Could you please elaborate why PyTorch chose to keep those backward graphs in memory when the saved tensors are anyway gone?
What’s the utility of keeping those while also considering the fact that graphs are created from scratch every time after a backward call?

evrimozmermer · July 28, 2022, 12:43pm

Firstly, PyTorch works with dynamic graphs. Everytime you put a tensor to a operation, if it is not included in a graph, a new graph is created so that you can do all the operations that requires a graph. Computation graphs are not only used for backprop but also for inference. If you create the graph of a model, you can export that graph and use it in inference, which will be more efficient than loading the model with its class and checkpoint and making inference. By using the graph, you can make load your model for inference without model file and checkpoint.
Most probably there are other reasons to keep the graph, but this is what comes to my mind now.
You can imagine computation graph as the compiled version of a code. You can either reload the code and compile and run it, or you can directly run the compiled version of the code.

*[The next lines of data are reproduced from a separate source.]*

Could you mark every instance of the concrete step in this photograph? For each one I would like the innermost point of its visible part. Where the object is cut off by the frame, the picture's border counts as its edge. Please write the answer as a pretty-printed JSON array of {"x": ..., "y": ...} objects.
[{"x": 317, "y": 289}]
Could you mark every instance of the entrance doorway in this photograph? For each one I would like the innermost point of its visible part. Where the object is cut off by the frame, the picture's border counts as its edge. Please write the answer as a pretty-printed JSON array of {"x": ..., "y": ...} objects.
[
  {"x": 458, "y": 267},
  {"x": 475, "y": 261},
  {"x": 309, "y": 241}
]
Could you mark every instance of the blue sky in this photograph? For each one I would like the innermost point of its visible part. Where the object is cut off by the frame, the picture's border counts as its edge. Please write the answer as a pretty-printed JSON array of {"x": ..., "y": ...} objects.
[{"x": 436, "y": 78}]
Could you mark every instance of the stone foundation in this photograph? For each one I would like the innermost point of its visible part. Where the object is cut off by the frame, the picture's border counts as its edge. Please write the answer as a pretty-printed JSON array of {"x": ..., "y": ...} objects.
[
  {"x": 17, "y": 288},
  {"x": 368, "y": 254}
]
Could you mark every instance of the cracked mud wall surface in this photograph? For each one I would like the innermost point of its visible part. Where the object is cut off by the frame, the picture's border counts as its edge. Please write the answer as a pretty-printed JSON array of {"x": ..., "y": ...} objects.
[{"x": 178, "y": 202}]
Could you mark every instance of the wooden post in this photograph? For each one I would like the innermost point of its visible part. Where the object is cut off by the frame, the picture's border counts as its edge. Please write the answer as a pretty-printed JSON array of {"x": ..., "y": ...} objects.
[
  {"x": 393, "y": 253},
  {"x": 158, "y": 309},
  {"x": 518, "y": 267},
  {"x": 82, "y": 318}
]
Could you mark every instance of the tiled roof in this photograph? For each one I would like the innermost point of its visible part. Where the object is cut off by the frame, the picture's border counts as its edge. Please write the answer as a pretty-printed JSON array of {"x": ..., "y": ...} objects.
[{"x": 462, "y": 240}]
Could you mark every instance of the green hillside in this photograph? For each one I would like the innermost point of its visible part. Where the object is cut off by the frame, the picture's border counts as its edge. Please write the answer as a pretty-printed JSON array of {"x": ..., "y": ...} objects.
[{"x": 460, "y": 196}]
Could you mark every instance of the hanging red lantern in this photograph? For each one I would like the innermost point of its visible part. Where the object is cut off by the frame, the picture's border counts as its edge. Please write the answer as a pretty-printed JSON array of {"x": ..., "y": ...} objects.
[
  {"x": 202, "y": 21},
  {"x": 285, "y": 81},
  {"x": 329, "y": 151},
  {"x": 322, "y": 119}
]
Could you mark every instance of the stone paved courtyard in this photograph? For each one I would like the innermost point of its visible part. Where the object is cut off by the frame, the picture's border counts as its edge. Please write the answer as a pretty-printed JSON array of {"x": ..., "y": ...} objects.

srishti-git1110 · July 28, 2022, 1:08pm

That’s a great answer. I did not know we could export model graphs, too.
I have in past exported model checkpoints in .pt files and those always (for reasons unknown to me) give errors while loading in another notebook/colab.
Thanks for the answer.

srishti-git1110 · July 28, 2022, 1:13pm

FOR ANYONE READING THIS THREAD:
Please note (in the second block of code) the backward graph of the original tensor k getting garbage collected implies that the detached tensor m no longer points to the computation graph and since the scope of k is limited to the for loop, the graph k points to gets garbage collected when GC hits automatically.

elliotwaite · August 18, 2022, 3:47pm

Hi, I’m also curious why the backward graph is not automatically garbage collected when retain_graph=False. This is also confusing because the documentation for the retain_graph parameter seems to suggest otherwise:

retain_graph (bool, optional ) – If False , the graph used to compute the grads will be freed.

Is that documentation correct?

@evrimozmermer, you mentioned that there are other uses for graphs other than backprop, such as exporting them for later use. I have heard of exporting forward graphs for later use, such as for inference, but I have not thought about the potential of also exporting backward graphs. Is it possible to export a backward graph for later reuse, even if the saved tensors that were referenced by that backward graph have already been freed?

evrimozmermer · August 18, 2022, 9:21pm

One example for use of backward graph can be the gradient update of the teacher model in bring your own latent (byol). You can check the paper in arxiv. Teacher model is basically being updated by the moving average of the gradients of the student model.